La révision de la classification cadastrale : commentaire de l'Ordonnance n° 9035 de 2024

La récente Ordonnance n° 9035 du 4 avril 2024, rendue par la Cour de cassation, offre d'importants éléments de réflexion concernant la révision de la classification cadastrale des biens immobiliers urbains. Dans un contexte où les valeurs de marché et les valeurs cadastrales peuvent présenter des écarts notables, il est fondamental de comprendre quels sont les présupposés et les modalités que l'administration communale doit suivre pour procéder à cette révision.

Les présupposés pour la révision de la classification

Conformément à ce qui a été établi par la Cour, la révision de la classification d'un bien immobilier urbain doit être justifiée par un écart significatif entre la valeur de marché et la valeur cadastrale. En particulier, l'arrêt précise que l'administration doit démontrer comment cet écart est en ligne avec celui existant dans les micro-zones communales, afin de garantir un traitement équitable et homogène pour tous les contribuables.

  • La valeur de marché doit être analysée par rapport aux valeurs cadastrales.
  • La révision ne peut pas entraîner une augmentation de pourcentage supérieure à 35% pour les biens immobiliers concernés.
  • L'administration a la charge de prouver les présupposés de la reclassement.

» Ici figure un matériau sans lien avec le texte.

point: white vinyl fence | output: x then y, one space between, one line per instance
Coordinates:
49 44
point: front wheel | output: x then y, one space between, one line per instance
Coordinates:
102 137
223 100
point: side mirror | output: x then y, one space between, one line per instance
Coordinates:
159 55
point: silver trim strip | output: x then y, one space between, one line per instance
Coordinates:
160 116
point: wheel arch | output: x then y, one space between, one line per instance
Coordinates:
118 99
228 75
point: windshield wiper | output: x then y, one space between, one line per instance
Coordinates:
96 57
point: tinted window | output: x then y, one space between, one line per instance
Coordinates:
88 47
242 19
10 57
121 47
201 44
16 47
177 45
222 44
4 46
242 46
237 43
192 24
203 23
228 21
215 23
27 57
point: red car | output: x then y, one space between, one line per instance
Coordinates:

La nécessité de transparence et de motivation

En général. En matière d'estimation cadastrale, la révision de la classification d'un bien immobilier urbain, adoptée à l'initiative de l'administration communale conformément à l'art. 1, alinéa 335, de la loi n° 311 de 2004, présuppose un écart significatif du rapport entre la valeur de marché et la valeur cadastrale par rapport au rapport analogue existant dans l'ensemble des micro-zones communales et vise à réaligner les rapports entre les valeurs moyennes de marché et les valeurs moyennes cadastrales intéressant la micro-zone dite anormale, en attribuant aux biens immobiliers qui y sont inclus une augmentation de pourcentage ne dépassant pas 35% ; à cette fin, l'administration doit prouver les présupposés qui légitiment la reclassement de masse et démontrer avoir utilisé des critères et des méthodes correspondant aux finalités purement péréquatives et de réalignement de la procédure en question, en spécifiant quelles ont été les opérations effectuées et les données utilisées, afin de permettre au contribuable le contrôle et la défense, en fait et en droit, y compris par rapport à la phase d'application de la révision par micro-zones.

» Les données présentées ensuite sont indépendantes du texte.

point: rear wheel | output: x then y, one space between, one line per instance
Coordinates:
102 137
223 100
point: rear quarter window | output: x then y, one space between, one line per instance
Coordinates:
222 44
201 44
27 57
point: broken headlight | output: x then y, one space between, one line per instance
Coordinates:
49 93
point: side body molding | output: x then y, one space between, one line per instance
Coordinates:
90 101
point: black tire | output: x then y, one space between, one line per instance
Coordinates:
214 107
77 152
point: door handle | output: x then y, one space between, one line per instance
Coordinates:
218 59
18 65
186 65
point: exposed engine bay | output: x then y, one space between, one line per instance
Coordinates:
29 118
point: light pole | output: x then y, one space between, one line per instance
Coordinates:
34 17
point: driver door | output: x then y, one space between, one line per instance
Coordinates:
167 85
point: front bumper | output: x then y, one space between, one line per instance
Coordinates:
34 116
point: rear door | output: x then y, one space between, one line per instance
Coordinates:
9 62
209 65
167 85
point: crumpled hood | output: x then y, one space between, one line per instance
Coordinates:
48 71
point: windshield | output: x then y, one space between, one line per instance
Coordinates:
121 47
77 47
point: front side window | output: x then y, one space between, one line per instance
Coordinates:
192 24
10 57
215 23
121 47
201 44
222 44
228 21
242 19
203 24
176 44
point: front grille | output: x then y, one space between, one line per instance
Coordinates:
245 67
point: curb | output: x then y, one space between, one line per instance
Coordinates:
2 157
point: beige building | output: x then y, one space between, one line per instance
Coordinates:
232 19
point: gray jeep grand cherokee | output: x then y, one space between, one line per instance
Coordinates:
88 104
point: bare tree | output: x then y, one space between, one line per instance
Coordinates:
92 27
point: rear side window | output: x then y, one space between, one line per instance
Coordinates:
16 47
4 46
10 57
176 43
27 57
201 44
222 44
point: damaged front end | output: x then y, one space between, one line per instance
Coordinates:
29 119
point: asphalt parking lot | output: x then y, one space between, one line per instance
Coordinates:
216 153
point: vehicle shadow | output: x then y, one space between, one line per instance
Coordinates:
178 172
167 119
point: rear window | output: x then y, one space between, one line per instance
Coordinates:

Ce passage souligne l'importance de la motivation de la part de l'administration, qui doit fournir un cadre clair et détaillé des opérations effectuées et des données utilisées lors de la révision. La transparence est essentielle pour garantir le droit de défense du contribuable, lui permettant de vérifier l'action de l'administration elle-même.

Conclusions

L'Ordonnance n° 9035 de 2024 représente un pas important vers une plus grande clarté et justice dans le cadre de la révision cadastrale. Elle souligne comment, pour procéder à une évaluation équitable, il est fondamental que l'administration communale respecte des critères rigoureux et des motivations adéquates. Ce n'est qu'ainsi que le droit des citoyens à une évaluation correcte de leurs biens immobiliers pourra être garanti, en évitant d'éventuels abus et écarts dans le système fiscal.